The sea defences at Lyme village, with the old harbour at the other end of the bay

In the spring sunshine we stroll along the pebble-front promenade, which has a row of traditional colourful beach huts (one of which has a Zim flag in its window – we wonder if it’s being inhabited by a refugee!). There are amusement arcades and ice-cream and candyfloss vendors, as well as some shabby-genteel boarding houses for pensioners. The “Jane Austen Garden’ is in bloom with roses and hollyhocks.

We reach a stretch of real golden sand, protected by an ancient, 14-foot thick Cobb wall that curves out to form a picturesque harbour. You can get up onto the broad top of the wall via a slanting row of flat stones which stick out of the side to form a primitive stairway. The tourist blurbs tell us that Lyme used to be one of south England’s most important sea ports! Today it looks too small for that, and there are only pleasure craft and fishing boats moored in the harbour.

"The Cobb", a very old sea wall. Charmouth is across the other side of the bay.

Across the beautiful sweep of bay we can see the famous landslip where a huge stretch of hillside slipped into the sea, exposing blue mudstone cliffs full of Jurassic age fossils. Charmouth, where our friends from Bulawayo live, is just around the headland. Fossils are a big theme in Lyme Regis, big ammonites are built into the sea walls, or sit on cottage windowsills – every other shop sells an array of fossils and even the street lamps are adorned with an ammonite motif.

The quaint pubs on the romantic seafront charge more for a pint than those at the top of the town’s steep main street. Many of the pubs sell ‘perry’ on tap – the modern version is called pear cider. Did you know that ‘Babycham’ (popular in the sixties & seventies) was actually sparkling perry?

Draft perry, delicious when made from special inedible varieties of pear

To our consternation, our idyllic flat is not suitable for receiving wireless internet signals. So we come to rely upon the pub over the road, which offers free WiFi in exchange for buying a coffee – or a pint.
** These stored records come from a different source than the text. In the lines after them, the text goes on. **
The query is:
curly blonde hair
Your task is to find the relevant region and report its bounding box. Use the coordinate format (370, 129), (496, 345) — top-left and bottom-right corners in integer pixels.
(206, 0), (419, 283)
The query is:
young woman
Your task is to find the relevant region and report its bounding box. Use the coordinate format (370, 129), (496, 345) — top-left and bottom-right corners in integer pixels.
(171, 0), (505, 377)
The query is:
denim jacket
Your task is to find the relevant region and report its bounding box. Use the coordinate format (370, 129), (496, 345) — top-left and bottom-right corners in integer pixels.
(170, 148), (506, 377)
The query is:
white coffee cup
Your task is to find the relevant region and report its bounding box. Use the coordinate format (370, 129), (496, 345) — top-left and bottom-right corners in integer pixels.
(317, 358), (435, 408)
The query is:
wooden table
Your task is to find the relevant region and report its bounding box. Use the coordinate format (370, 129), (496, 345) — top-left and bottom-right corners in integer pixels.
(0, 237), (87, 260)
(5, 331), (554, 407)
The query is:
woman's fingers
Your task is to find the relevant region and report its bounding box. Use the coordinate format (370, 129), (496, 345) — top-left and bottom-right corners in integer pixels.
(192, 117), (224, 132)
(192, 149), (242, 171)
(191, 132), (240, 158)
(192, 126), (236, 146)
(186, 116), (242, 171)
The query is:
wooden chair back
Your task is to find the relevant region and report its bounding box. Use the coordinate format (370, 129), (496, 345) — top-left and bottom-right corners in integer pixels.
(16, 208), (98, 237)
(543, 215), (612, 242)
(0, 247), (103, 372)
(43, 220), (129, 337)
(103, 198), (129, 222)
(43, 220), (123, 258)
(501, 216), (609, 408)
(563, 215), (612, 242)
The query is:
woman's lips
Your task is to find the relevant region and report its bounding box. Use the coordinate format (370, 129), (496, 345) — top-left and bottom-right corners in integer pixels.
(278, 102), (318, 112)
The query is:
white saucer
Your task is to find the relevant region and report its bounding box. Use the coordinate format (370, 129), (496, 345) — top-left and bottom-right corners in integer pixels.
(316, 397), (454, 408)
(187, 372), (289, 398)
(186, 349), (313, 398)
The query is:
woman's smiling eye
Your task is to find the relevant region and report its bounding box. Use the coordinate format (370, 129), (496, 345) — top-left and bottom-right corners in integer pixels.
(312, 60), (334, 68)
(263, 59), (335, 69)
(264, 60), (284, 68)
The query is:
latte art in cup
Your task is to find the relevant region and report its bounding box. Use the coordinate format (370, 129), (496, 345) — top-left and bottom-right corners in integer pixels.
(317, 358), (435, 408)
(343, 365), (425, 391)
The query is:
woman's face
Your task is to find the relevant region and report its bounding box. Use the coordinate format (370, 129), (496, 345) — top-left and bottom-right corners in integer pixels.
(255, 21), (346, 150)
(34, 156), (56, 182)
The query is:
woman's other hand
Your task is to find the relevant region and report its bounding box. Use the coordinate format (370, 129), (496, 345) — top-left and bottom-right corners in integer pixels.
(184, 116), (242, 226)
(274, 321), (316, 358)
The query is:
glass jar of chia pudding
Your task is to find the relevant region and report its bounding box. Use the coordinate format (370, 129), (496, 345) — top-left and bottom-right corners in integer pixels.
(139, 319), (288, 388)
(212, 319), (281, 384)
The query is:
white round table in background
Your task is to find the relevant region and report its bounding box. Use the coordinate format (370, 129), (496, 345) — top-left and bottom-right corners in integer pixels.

We frequent a table near the window, from where we observe the early season tourists determinedly wearing shorts above their pasty white legs, eating ice-creams in the chill sea breeze on the promenade. It’s all so very English.

Narrow street to the waterfront. Our flat windows in the building on the right.

We are once more welcomed with a braai and Zimbabwe-style fellowship when we visit with our friends from Bulawayo. Deracination has not been easy for them either, even when re-planted in an area of pretty landscapes, Enid-Blyton lifestyle and lack of inner-city badness. Their kids have had the best of the excellent education on offer and access to first-world facilities and culture. But the economy is flaccid and the majority of Brits seem to be equally soft in the middle. Jobs are scarce. Discipline in schools has been replaced by ‘rights’ and a culture of entitlement has taken hold. The Brits complain constantly about everything and seem obsessed with soccer, celebrity gossip, and television. This happened to Rome before its imperial civilisation crumbled.

I wonder if other sets of foreigners who have settled in Britain have the same kinds of conversation? Or is it just an ex-Zimbabwean perception?